Given i.i.d. observations from an unknown $d$-dimensional Gaussian distribution $\mathcal{N}(\mu,\Sigma)$, it is "well-known" that $n=\Omega(d^2/\varepsilon^2)$ are necessary to produce an estimate $\widehat{\Sigma}$ of $\Sigma$ close in relative Frobenius norm: $$ \lVert \Sigma^{-1/2}\widehat{\Sigma}\Sigma^{1/2}-I_d\rVert_F \leq \varepsilon $$ with probability at least, say $9/10$. I have seen this claim (or the equivalent assertion that "learning a high-dimensional Gaussian to total variation distance $\varepsilon$ requires $n=\Omega(d^2/\varepsilon^2)$") stated as "folklore" since at least 2012 in various papers.
However, I cannot find a reference.

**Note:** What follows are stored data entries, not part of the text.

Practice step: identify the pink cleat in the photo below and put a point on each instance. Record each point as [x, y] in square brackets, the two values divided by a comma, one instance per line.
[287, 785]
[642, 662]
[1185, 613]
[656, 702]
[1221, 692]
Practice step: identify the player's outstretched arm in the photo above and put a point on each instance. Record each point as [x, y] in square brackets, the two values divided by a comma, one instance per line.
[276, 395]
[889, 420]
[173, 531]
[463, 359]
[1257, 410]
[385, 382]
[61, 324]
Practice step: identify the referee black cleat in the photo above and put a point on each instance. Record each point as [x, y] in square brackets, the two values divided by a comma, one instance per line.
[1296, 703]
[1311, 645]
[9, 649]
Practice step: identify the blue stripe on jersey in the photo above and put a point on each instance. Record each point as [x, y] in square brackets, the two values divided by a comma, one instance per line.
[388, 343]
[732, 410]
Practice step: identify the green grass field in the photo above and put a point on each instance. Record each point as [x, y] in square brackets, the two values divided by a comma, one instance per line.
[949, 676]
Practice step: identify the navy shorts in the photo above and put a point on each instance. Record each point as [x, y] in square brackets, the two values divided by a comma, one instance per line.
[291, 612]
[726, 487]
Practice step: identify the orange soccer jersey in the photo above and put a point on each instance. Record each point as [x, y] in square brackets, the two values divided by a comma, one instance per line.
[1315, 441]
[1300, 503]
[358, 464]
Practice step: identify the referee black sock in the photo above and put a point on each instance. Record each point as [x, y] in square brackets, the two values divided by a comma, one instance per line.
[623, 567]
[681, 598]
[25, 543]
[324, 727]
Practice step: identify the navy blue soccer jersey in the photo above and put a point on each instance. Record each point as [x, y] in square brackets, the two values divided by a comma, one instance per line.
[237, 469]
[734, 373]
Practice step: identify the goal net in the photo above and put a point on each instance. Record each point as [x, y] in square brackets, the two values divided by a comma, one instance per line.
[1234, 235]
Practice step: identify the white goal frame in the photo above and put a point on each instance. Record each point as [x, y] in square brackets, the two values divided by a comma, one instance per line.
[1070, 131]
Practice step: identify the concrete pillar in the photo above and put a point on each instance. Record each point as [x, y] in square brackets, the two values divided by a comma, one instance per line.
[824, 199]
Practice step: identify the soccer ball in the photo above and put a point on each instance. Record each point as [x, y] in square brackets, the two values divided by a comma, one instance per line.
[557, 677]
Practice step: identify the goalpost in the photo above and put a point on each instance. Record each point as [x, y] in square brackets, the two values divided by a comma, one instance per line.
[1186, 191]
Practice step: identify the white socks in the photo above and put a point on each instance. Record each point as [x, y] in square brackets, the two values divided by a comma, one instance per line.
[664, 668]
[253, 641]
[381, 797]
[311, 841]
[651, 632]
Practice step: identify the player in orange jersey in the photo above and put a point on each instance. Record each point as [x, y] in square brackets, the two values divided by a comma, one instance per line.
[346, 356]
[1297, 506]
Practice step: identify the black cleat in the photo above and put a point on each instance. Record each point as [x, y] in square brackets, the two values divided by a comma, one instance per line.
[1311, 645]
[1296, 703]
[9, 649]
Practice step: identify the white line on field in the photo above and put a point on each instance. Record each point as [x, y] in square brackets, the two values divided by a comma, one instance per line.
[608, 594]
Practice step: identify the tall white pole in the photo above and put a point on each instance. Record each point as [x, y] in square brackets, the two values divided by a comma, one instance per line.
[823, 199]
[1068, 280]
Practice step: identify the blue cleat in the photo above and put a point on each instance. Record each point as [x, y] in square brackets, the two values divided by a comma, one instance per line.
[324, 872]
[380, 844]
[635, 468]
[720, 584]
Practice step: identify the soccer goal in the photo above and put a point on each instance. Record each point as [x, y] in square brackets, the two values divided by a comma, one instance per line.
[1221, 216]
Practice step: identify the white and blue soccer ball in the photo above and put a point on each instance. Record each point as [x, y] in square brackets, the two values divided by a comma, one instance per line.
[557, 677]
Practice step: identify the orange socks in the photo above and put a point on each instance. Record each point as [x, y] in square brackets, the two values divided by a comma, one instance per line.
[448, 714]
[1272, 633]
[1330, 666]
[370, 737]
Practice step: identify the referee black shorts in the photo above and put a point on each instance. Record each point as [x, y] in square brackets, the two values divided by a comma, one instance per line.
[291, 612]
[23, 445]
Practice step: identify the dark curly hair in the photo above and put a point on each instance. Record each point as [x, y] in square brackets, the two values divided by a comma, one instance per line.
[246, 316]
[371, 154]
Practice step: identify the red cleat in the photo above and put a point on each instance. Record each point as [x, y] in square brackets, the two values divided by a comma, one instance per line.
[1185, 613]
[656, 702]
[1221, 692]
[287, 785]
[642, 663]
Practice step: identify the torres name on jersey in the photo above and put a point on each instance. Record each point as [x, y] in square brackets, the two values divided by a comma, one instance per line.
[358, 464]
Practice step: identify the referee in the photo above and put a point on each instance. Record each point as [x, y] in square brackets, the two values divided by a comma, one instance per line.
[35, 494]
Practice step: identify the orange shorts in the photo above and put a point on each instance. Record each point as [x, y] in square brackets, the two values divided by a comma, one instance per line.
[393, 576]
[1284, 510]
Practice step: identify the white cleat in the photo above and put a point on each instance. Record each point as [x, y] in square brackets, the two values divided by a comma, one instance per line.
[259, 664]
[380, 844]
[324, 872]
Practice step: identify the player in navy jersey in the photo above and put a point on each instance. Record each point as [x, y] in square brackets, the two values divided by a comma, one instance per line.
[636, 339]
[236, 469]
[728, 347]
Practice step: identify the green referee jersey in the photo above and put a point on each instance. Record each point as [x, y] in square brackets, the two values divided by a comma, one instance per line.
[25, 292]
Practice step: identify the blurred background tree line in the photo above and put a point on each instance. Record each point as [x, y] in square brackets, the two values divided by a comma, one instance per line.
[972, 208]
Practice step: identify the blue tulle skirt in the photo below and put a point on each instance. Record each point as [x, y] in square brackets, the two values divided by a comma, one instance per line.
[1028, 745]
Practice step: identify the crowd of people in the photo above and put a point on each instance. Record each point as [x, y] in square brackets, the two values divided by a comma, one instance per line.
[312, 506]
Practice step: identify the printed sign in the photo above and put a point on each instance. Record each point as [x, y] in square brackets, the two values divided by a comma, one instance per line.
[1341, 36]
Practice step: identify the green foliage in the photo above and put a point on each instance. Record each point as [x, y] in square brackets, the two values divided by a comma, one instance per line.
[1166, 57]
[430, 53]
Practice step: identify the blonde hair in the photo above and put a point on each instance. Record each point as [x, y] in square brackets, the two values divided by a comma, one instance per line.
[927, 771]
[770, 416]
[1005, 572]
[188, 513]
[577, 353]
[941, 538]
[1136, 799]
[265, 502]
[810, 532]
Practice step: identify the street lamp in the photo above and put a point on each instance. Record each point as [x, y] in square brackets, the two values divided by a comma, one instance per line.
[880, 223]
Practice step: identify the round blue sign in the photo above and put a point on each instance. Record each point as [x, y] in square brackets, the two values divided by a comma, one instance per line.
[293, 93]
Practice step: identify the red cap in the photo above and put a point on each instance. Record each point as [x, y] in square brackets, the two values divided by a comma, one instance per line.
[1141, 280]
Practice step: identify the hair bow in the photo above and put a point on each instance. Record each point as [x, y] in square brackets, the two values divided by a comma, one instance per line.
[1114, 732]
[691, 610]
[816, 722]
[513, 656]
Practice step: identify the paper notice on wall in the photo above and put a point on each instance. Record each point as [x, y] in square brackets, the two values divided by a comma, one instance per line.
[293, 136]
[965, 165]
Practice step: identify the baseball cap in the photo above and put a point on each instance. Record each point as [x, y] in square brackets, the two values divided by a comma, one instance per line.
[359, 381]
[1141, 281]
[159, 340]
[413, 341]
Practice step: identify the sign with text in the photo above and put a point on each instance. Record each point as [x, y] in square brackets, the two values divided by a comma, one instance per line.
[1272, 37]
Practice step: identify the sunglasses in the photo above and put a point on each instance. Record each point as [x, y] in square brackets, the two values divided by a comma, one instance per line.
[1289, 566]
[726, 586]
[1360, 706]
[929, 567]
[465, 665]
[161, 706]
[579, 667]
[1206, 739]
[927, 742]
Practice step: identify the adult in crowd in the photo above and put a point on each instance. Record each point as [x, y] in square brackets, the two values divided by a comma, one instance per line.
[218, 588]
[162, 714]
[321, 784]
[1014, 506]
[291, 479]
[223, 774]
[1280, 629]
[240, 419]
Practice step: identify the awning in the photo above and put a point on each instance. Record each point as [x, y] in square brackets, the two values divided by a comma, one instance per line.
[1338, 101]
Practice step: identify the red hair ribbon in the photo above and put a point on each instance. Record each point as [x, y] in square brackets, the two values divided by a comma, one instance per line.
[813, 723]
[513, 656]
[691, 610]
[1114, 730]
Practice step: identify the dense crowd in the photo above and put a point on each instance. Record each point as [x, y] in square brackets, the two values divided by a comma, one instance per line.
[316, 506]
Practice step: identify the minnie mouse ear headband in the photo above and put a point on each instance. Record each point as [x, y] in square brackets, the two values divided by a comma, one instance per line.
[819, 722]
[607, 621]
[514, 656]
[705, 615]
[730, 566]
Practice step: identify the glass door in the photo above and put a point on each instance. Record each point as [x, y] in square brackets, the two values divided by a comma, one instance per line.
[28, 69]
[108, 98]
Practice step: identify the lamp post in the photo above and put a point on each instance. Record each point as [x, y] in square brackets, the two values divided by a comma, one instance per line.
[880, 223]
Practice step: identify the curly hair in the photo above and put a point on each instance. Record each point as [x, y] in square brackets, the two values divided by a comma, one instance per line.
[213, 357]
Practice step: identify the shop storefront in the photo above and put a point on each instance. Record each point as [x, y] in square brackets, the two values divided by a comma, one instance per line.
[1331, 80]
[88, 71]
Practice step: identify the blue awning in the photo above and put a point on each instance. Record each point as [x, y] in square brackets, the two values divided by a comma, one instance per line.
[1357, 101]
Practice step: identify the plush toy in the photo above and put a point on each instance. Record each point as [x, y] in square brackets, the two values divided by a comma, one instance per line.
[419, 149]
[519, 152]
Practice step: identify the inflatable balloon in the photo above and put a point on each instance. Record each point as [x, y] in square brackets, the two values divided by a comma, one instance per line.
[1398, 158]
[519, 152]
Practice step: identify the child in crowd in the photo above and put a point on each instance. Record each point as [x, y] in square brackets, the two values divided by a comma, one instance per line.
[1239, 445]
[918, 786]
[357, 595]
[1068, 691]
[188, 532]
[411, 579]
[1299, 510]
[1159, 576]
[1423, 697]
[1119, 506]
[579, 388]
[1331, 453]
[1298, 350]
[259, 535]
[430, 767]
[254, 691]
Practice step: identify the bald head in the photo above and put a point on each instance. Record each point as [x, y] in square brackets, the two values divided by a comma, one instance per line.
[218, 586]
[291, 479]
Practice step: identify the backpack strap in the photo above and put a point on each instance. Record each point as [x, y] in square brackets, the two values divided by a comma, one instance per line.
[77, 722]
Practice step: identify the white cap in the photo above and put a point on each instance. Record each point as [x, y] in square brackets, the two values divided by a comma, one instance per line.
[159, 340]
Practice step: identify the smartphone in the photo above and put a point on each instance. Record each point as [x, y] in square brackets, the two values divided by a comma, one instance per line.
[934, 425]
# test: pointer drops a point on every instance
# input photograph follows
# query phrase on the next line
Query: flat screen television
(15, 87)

Rather, the only references I can find for this convergence rate lower bound (again, in Frobenius norm, not operator norm) are papers from 2017 and 2018:
- https://arxiv.org/abs/1710.05209 (Theorem 6.3)
- https://arxiv.org/abs/1806.06887 (Corollary 1.2)
where they are claimed as new.
Is there a published reference, from before 2012, which provides the lower bound on the rate of covariance estimation, for $d$-dimensional Gaussian distributions, under the Frobenius norm?